パワーワード(power word)とは、「力のある言葉」や「インパクトのある言葉」を指す言葉である。
与える「影響」の詳細は問わないので、「前向きな」「希望に満ちた」というポジティブな影響を与えそうな言葉だけでなく、「呪詛」「絶望的な気分になる」といったネガティブな影響をもたらす言葉をも含む。

パワーワードとは (パワーワードとは) [単語記事] – ニコニコ大百科

パワーワードとは、心に残るインパクトや含蓄が宿った単語の事である。

キャッチーで耳に残り、聞く者の心に眠る何かを呼び起こしかき立てる、そんな単語の事。
相手に強い影響を与えれば、例えネガティブな意味でもそれはパワーワードとなり得る。
パワーワード (ぱわーわーど)とは【ピクシブ百科事典】

 たとえば以下のように使われています。

どうすれば炎上を防げたか?

 辞書の説明にならうのではなく、きちんと「パワーワード」について調べていれば使い方を誤ることもなかったと思われます。一番良いのは「人に聞く」ですが、日経新聞社内に「パワーワード」利用者がいたかどうかは疑問が残ります(参考: 「そんなの関税ねえ、そんなの関税ねえ、はい、TPP」。インターネットの中でそんな駄じゃれが出回っている。)。

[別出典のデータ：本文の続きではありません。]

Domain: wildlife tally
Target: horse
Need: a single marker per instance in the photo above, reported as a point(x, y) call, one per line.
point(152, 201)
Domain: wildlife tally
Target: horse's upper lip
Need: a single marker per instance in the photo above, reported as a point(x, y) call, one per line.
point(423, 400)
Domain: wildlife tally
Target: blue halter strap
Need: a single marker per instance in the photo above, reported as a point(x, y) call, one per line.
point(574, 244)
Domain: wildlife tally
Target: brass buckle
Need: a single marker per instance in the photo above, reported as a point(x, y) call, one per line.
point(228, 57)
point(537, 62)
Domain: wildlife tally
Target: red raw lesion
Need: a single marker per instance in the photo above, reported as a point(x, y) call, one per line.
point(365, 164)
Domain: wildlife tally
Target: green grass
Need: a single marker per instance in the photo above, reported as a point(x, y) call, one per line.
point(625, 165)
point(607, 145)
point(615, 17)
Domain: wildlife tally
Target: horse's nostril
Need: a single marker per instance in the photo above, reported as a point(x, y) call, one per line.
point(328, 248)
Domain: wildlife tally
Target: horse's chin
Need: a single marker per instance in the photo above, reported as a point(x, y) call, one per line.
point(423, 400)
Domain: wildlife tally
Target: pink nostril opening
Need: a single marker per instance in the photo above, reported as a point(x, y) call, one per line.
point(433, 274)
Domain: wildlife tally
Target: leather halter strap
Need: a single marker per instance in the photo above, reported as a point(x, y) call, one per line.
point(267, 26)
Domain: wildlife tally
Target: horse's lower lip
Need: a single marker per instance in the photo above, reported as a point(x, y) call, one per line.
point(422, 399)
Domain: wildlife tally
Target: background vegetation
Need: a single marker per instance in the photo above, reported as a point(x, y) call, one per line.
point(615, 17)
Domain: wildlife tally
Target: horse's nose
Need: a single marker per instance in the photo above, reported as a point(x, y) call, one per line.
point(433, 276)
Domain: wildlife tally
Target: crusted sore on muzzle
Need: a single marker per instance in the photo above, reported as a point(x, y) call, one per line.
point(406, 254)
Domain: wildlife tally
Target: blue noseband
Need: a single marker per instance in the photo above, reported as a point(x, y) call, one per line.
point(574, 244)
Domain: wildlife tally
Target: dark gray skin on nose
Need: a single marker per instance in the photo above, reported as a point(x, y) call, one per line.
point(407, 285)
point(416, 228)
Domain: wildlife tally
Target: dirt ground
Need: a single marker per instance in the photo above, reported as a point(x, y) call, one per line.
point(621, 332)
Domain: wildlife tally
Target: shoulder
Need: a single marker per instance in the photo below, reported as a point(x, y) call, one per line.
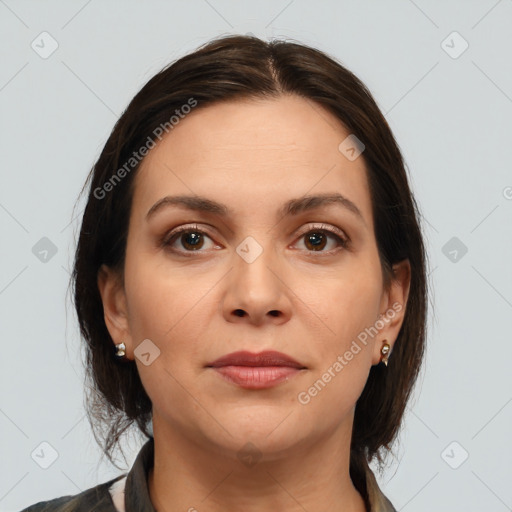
point(95, 499)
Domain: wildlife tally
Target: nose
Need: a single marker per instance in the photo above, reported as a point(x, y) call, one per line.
point(256, 291)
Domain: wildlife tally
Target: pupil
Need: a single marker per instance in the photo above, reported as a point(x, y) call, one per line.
point(320, 239)
point(192, 239)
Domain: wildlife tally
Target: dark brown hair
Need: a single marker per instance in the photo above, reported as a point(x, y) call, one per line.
point(231, 68)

 また、日経新聞記事審査部のターゲットユーザー層が「パワワ」利用層ではなく、「パワーワード」利用層だったのも原因のひとつです。

 知らない言葉について、辞書を元にしたとしても知ったかぶりで解説するのはやめましょう。

炎上の結果起きたこと

 日経新聞 記事審査部(校閲担当)のアカウントに注目が集まりました。結果としては良かった。